Before F. W. Woolworths’, Whitney’s, or even Myer’s department store, there was Pease’s Great Variety Store, located in the Temple of Fancy at 516 and 518 Broadway in Albany, NY.
As with other fancy goods stores, Pease’s catered to the middle and upper middle class selling highly decorated goods like ceramics, prints, furniture and other decorative household items that progressively thinking people might have wanted to purchase.The 1844 Wilson’s Albany City Guide provides a flattering description of Pease’s:
“For richness and extensive variety of novelties, combining the beautiful, the useful and the ornamental, this establishment excels any in town. Mr. P. has many fancy articles which are surpassingly rich; exceeding anything in elegance that we have ever thought, dreamed or read of.”
Pease’s advertisement in the Albany Evening Journal on December 17, 1841, is claimed as the first time Santa Claus was used to advertise a store. They also produced the hand-colored lithographs of fruit for Ebenezer Emmons’ Agriculture of New York published between 1846 and 1854.
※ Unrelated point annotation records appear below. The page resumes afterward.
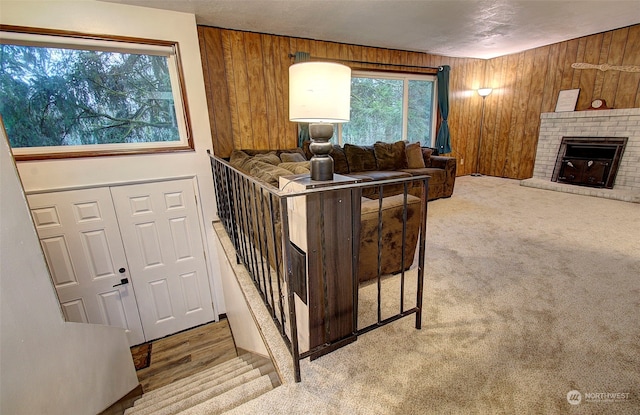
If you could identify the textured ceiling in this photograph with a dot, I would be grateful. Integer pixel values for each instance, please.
(456, 28)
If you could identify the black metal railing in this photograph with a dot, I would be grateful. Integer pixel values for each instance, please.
(256, 217)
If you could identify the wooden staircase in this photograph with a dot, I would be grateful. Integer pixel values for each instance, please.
(213, 391)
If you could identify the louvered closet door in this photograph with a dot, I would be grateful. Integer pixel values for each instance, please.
(161, 234)
(79, 234)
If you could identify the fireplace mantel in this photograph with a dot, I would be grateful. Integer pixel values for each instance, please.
(623, 123)
(590, 113)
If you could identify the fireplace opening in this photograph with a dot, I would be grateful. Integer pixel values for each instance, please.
(589, 161)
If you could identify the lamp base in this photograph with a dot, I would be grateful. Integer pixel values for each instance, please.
(320, 147)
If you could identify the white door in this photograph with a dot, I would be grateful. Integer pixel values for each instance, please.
(79, 234)
(161, 234)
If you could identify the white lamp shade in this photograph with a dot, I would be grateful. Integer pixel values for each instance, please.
(319, 92)
(484, 92)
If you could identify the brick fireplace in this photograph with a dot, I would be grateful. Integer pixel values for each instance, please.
(617, 124)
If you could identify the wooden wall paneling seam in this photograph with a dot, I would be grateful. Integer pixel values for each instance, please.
(554, 76)
(256, 89)
(289, 130)
(492, 79)
(593, 44)
(499, 92)
(559, 77)
(615, 56)
(202, 41)
(506, 113)
(628, 92)
(231, 86)
(517, 147)
(243, 137)
(216, 86)
(570, 57)
(271, 104)
(603, 57)
(532, 117)
(515, 116)
(575, 83)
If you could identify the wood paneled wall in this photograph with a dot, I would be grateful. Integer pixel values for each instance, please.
(246, 78)
(527, 84)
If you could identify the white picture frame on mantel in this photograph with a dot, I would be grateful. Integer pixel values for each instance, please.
(567, 100)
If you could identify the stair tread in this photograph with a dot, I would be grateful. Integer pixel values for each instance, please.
(218, 370)
(188, 398)
(232, 398)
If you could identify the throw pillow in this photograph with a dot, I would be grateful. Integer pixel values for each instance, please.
(340, 163)
(240, 160)
(292, 157)
(426, 153)
(298, 167)
(267, 172)
(414, 156)
(360, 158)
(390, 156)
(269, 157)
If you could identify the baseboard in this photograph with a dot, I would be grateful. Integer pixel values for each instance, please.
(124, 403)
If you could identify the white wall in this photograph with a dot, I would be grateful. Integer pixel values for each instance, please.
(96, 17)
(48, 366)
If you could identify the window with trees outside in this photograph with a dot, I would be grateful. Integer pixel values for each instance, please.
(68, 95)
(390, 107)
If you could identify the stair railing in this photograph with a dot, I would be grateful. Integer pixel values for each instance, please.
(256, 217)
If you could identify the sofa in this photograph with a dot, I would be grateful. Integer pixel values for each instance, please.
(382, 161)
(370, 164)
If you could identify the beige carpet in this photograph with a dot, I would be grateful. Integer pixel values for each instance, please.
(529, 294)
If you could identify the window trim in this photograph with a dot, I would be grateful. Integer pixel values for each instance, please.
(405, 76)
(49, 37)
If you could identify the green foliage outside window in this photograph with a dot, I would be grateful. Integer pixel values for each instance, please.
(69, 97)
(378, 109)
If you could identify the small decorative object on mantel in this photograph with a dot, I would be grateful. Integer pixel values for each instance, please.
(606, 67)
(598, 104)
(567, 100)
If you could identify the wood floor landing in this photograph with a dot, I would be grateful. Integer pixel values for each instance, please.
(183, 354)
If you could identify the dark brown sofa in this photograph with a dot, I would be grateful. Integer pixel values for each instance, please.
(383, 161)
(357, 161)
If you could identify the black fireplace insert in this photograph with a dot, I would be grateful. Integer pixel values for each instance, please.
(589, 161)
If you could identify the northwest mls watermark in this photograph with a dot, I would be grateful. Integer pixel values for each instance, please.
(575, 397)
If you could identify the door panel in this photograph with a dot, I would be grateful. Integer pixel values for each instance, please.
(161, 234)
(81, 241)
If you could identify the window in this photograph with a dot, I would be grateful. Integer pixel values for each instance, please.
(390, 107)
(66, 95)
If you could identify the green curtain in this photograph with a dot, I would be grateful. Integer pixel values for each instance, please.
(303, 127)
(303, 133)
(443, 139)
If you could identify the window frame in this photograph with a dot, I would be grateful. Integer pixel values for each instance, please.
(405, 77)
(12, 35)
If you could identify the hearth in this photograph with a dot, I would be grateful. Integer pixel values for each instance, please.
(589, 161)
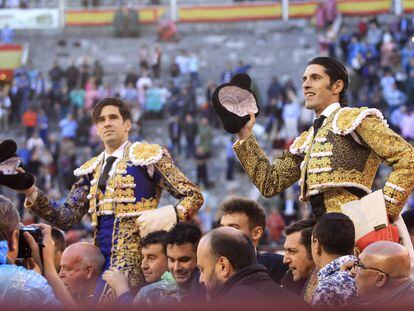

In 2011, an Albany Institute of History & Art exhibit featured Richard H. Pease’s upscale “Five and Dime” where Albany families could purchase fancy goods, toys, household items, children’s books, and games from the 1830s to 1855.
The exhibit drew on the collections of the Albany Institute, and included a reproduction of Pease’s 1850-51 Christmas card, considered to be the first printed in America, on loan from the Manchester University Museum in England, where the only surviving copy resides.
The Albany Institute produced a 20-page booklet, Pease’s Great Variety Store and the Story of America’s first Christmas Card, for sale in the Museum Shop.
Illustrations: Above, courtesy Albany Institute of History & Art; below, America’s First Christmas Card, Designed and printed by Richard H. Pease for his “Pease’s Great Variety Store in the Temple of Fancy” c.1851. Image courtesy of Manchester Metropolitan University Special Collections.
Interesting that there is an African American servant depicted in central card scene, when in this time period most female domestic servants were Irish. Also, it appears there may be several other AA figures in scene in upper left.
Also on top there is a Santa Claus that looks very different from Santa in Pease ad in early 1840s. Much closer to Nast Santa about 20 years later.
Pease’s first Great Variety Store was located at 50 Broadway before it moved to upper Broadway in middle 1840s.